On June 29, the Supreme Court held that the EPA violated the Clean Air Act when it decided in 2002 and 2012 that it was “appropriate and necessary” to regulate mercury emissions from power plants. The Supreme Court found that the EPA failed to consider the cost at the initial point of the rule making process. This decision will require lower courts to figure out what happens next. It is unclear if this ruling will have a material impact on coal plant retirements. The EPA required plants to meet the MATS standard by April 2015 and many plants have made the necessary investments to meet the EPA’s MATS standards. A relatively large number of plants were granted a one year extension until April 2016 to meet these MATS standards. It is too early to tell how the ruling will impact these plants. Texas tops the list of states with generation plants operating under the MATS extension, some 16,500 MWs. The possible relief offered to coal plant owners may not be enough to save them in the face of the continued low price of natural gas. In April, for the first time, the US generated more of its electricity from gas than from coal. Coal generation declined by 3,300 GWs in 2014 and the EIA expects this decline to increase to 22,900 GWs in 2015.

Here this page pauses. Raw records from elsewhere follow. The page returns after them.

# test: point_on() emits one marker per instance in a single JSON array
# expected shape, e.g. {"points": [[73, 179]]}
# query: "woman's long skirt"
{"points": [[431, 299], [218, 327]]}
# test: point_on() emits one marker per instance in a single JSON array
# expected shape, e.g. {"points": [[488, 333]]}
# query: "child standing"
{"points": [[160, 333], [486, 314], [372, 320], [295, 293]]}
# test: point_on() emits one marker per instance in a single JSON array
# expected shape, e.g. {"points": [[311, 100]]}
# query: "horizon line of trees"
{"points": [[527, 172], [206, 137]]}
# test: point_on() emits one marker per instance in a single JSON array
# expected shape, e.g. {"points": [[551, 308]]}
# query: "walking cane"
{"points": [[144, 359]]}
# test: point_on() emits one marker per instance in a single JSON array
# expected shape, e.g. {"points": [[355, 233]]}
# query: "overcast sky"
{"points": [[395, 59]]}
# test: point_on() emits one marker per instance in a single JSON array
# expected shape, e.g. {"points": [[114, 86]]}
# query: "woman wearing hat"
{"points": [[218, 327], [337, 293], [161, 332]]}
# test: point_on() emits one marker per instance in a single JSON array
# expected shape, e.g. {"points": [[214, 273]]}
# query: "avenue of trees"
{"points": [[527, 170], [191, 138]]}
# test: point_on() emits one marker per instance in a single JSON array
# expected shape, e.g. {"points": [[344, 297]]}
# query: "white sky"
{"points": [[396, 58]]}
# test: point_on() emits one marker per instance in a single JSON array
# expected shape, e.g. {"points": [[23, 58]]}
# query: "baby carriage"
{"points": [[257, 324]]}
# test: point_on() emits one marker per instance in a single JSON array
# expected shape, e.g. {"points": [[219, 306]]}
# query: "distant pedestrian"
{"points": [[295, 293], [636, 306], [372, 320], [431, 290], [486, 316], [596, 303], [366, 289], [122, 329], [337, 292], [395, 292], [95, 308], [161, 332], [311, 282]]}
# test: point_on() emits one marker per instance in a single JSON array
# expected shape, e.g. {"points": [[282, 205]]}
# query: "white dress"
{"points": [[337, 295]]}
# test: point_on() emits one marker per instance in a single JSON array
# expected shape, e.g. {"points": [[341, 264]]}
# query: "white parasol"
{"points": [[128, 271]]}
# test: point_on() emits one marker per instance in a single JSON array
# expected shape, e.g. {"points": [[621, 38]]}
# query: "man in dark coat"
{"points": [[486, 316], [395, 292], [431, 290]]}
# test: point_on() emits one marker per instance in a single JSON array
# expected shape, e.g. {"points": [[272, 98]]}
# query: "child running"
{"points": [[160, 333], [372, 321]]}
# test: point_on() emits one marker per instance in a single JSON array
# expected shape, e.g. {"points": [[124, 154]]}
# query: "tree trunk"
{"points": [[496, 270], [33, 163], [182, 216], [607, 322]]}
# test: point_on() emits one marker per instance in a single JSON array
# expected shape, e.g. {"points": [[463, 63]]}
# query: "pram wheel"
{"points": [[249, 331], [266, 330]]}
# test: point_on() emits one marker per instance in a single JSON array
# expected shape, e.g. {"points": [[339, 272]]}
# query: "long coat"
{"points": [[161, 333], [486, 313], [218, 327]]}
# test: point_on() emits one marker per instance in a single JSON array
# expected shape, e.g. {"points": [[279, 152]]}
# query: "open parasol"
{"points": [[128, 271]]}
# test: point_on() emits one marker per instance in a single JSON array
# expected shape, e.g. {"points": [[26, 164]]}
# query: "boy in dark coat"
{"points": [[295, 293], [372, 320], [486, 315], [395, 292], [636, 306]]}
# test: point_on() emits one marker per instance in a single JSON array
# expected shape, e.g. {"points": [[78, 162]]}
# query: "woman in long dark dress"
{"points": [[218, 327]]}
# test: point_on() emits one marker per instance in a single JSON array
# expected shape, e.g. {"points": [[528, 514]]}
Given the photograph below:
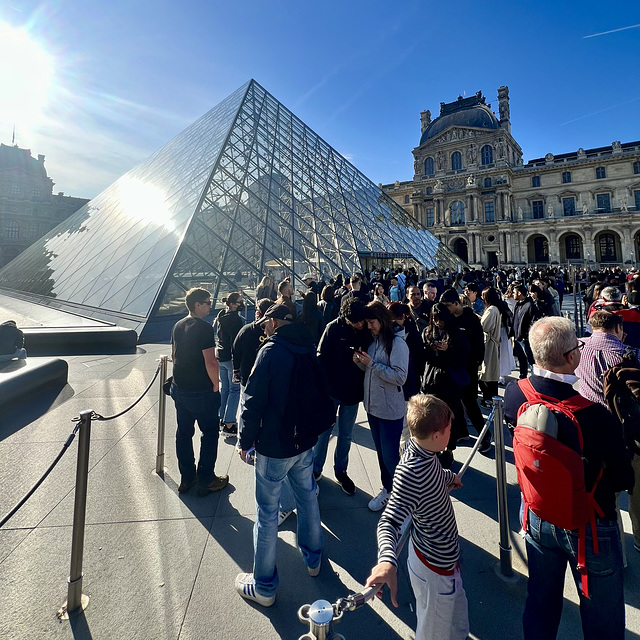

Federal Energy Legislation

A wide variety of energy legislation was recently introduced in the House and in the Senate. Commentators suggest that in spite of partisan politics we might actually see this result in comprehensive energy legislation. This optimism is driven by the general consensus that we need to make significant investments in our natural gas and electricity infrastructure. The new legislation addresses many energy related categories including energy efficiency, infrastructure, and supply. We will continue to monitor the House Energy and Commerce Committee and the Senate Energy and Natural Resources Committee as these various bills work their way through the legislative process.

As noted earlier, all of these legal and regulatory developments create market uncertainty. We have experienced times of market uncertainty and there is no doubt that when market rules are not clear and/or are subject to change, volatility increases. While it is too early to predict how these various changes will impact the market, the uncertainty that is driven by these proposed changes is another reason for clients to take a close look at ways to take advantage of the current low energy prices and limit their exposure to future energy price volatility.

 

1 Lower energy prices, however, have been largely offset by increases in capacity prices.